Shiva was, as of that year, exempt from school assignments, the result of Hema and Ghosh negotiating with his teachers at Loomis Town & Country. Both sides were relieved. Shiva didn't have to write an essay on the battle of Hastings if he saw no point to it. Loomis Town & Country would collect Shiva's fees and let him attend class, since he wasn't disruptive. Shiva didn't mind the ritual of school. The teachers knew us and they understood Shiva as well as one could understand Shiva. But just like Mr. Bailey, newly arrived from Bristol, some teachers had to discover Shiva for themselves. Bailey was the only teacher in LT&C's history to have a degree, and therefore he felt obliged to set a very high standard. Two-thirds of us failed the first math test. “One of you scored a perfect one hundred. But he or she didn't write a name on the paper. The rest of you were miserable.
Sixty-six
percent of you failed,” he exclaimed. “What do you think about that number?
Sixty-six!”

For Shiva, rhetorical questions were a trap. He never asked a question to which he knew the answer. Shiva raised his hand. I cringed in my seat. Mr. Bailey's eyebrow went up, as if a chair in the corner which he'd managed to ignore for a few months had suddenly developed delusions that it was alive.

“You have something to say?”

“Sixty-six is my second-favorite number,” Shiva said.

“Pray, why is it your second favorite?” said Bailey.

“Because if you take the numbers you can divide into sixty-six, including sixty-six, and add them up, what you have is a square.”

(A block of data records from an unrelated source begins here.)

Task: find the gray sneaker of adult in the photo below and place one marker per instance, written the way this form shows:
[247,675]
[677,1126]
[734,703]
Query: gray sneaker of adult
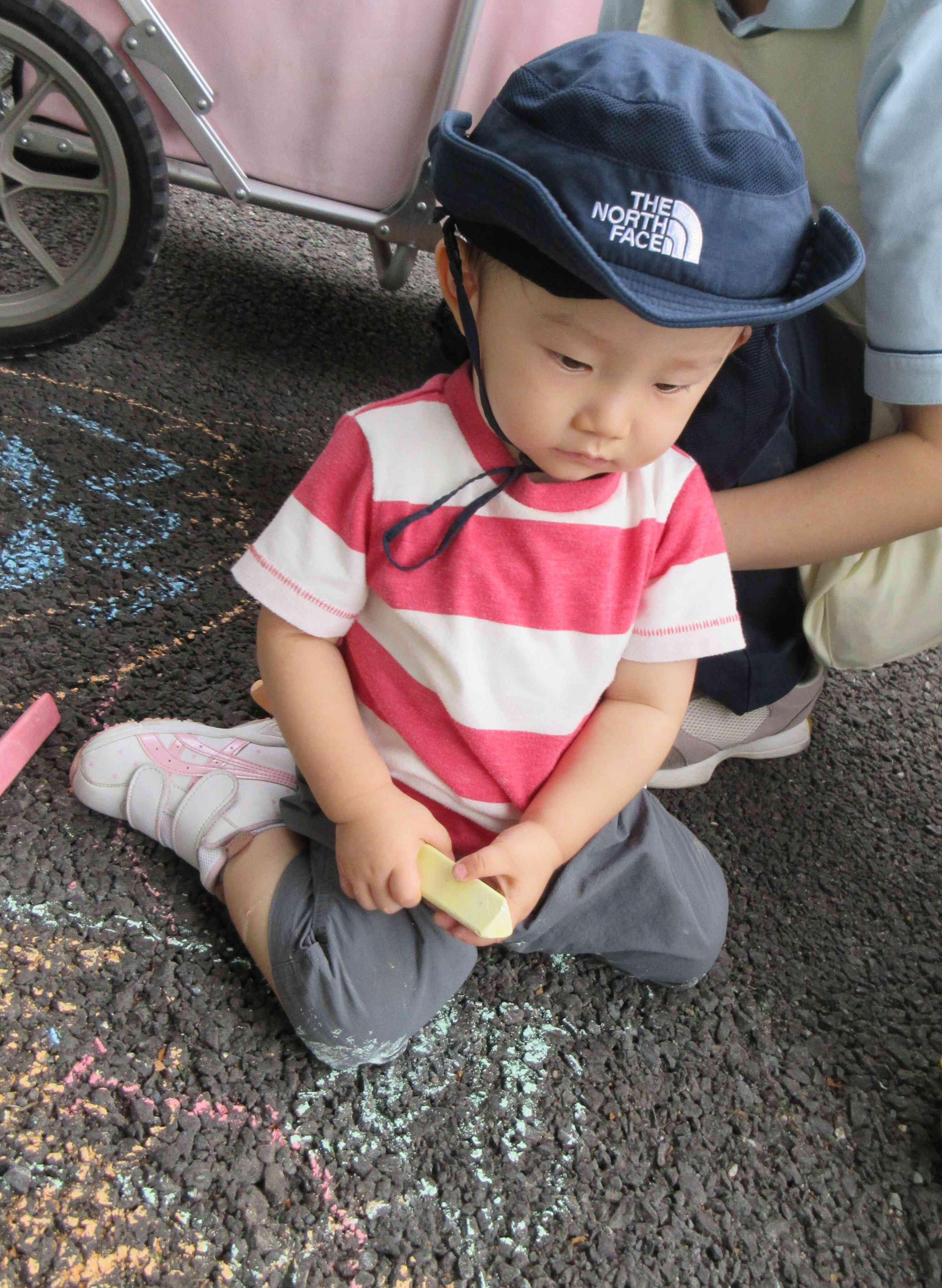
[712,733]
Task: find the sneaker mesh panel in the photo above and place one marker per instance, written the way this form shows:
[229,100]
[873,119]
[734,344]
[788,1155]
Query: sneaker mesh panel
[715,723]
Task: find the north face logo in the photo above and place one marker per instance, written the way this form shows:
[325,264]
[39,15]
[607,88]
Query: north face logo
[662,225]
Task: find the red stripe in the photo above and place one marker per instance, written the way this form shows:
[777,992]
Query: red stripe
[693,529]
[493,765]
[339,486]
[466,835]
[549,576]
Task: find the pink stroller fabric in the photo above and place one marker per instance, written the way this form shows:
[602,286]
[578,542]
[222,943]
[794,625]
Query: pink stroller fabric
[335,98]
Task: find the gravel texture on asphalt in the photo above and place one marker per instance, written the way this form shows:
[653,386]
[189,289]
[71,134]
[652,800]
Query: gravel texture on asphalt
[558,1124]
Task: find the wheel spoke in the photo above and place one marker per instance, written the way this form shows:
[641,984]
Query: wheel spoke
[29,102]
[29,243]
[47,182]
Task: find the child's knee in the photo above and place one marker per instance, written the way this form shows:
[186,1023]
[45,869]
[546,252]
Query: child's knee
[348,1051]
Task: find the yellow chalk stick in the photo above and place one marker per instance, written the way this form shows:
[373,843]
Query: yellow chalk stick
[474,903]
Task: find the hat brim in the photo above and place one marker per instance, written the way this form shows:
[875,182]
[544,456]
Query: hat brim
[484,187]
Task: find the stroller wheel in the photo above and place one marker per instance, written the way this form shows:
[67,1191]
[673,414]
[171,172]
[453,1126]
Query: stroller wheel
[83,180]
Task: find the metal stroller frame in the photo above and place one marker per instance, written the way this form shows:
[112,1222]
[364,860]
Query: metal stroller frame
[37,154]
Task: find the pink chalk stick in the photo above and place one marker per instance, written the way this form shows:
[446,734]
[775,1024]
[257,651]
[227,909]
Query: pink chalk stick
[25,737]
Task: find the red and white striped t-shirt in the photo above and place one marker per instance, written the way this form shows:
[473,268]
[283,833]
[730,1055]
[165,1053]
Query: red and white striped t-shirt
[475,673]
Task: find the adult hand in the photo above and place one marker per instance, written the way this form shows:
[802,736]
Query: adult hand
[519,863]
[378,849]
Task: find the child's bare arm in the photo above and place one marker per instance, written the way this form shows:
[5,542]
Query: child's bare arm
[625,741]
[380,830]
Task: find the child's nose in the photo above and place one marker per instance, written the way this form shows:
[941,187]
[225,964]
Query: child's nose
[605,418]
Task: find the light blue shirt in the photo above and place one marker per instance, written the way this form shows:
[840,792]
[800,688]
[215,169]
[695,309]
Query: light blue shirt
[900,172]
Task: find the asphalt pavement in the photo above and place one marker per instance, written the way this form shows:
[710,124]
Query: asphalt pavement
[558,1124]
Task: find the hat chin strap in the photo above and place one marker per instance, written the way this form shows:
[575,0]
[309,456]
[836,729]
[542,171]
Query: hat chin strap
[512,473]
[470,328]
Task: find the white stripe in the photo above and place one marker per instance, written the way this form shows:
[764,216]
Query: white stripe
[685,646]
[694,594]
[305,574]
[407,768]
[491,675]
[419,454]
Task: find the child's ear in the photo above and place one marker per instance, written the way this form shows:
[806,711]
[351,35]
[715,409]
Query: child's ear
[742,339]
[447,281]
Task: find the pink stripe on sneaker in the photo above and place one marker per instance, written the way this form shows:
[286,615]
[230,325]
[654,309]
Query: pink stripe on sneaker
[171,759]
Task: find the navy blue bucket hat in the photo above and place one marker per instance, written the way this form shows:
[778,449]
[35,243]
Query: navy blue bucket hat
[650,174]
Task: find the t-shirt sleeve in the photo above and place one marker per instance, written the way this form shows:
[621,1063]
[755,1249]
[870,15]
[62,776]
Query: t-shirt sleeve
[689,605]
[309,563]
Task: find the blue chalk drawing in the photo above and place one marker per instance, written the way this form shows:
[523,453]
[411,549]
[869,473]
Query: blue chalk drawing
[35,550]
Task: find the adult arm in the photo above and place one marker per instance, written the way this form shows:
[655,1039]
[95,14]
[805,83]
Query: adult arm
[890,489]
[863,499]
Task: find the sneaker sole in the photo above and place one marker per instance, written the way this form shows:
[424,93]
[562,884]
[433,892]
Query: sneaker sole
[789,742]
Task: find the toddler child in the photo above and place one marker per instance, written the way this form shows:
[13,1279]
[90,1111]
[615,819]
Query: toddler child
[500,677]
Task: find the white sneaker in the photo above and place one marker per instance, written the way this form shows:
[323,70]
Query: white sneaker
[202,793]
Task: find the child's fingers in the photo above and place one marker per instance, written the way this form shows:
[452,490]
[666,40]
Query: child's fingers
[405,888]
[364,896]
[483,863]
[439,838]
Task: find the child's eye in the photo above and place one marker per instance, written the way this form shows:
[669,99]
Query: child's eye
[571,364]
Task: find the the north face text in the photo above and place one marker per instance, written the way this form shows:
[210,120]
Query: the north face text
[662,225]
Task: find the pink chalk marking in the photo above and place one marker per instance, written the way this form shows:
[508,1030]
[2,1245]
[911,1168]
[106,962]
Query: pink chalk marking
[79,1068]
[344,1220]
[25,737]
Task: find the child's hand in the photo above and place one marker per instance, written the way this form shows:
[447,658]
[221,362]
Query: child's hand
[519,863]
[378,851]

Mr. Bailey couldn't resist. He wrote down
1, 2, 3, 6, 11, 22, 33,
and
66
—all the numbers that went into
66
—and then he totaled. What he got was
144,
at which point both he and Shiva said, “Twelve squared!”

“That's what makes sixty-six special,” Shiva said. “It's also true of three, twenty-two, sixty-six, seventy—their divisors add up to a square.”

“Pray, tell us what's your favorite number,” Bailey said, no sarcasm in his voice anymore, “since sixty-six is your second favorite?”

Shiva jumped up to the board, uninvited, and wrote:
10,213,223.

Bailey studied this for a long while, turning a bit red. Then he threw up his hands in a gesture that struck me as very ladylike. “And pray, why would this number interest us?”

“The first four numbers are your license plate.” From Mr. Bailey's expression, I didn't think he was aware of this. “That's a coincidence,” Shiva went on. “This number,” Shiva said, tapping on the board with the chalk, getting as excited as Shiva allowed himself to get, “is the only number that describes itself when you read it. ‘One zero, two ones, three twos, and two threes!” Then my brother laughed in delight, a sound so rare that our class was stunned. He brushed chalk off his hands, sat down, and he was done.

It was the only bit of mathematics that stayed with me from that year. As for the student who scored one hundred percent?—whoever it was had drawn a picture of Veronica on the test paper in lieu of a name.

I mulled over our fates, especially the good fortune that let him skip homework. I suppose I understood. Since Shiva
couldn't
do or
wouldn't
do what was required of him, he was no longer required to do it. Since I could, I had to.

Shiva went to Version Clinic whenever our school schedule allowed. He'd managed to make his way into one of Hema's surgeries, a Cesarean section, and now he was hooked.
Gray's Anatomy
became his Bible, and he drew at a frenetic pace, pages of his drawings littering our room. His subject was no longer just BMW parts or Veronica but sketches showing the vulva and uterus and uterine blood vessels. To control the proliferation of paper, Hema insisted he draw in exercise books, which he did, filling page after page. You rarely saw Shiva without his
Gray's
in his hand.

Perhaps as a reaction to Shiva, I'd seek out Ghosh after school. I knew his haunts: Operating Theater
3
, Casualty, the post-op ward. My clinical education was gathering speed. Sometimes I assisted him with the vasectomies which he did in his old bungalow.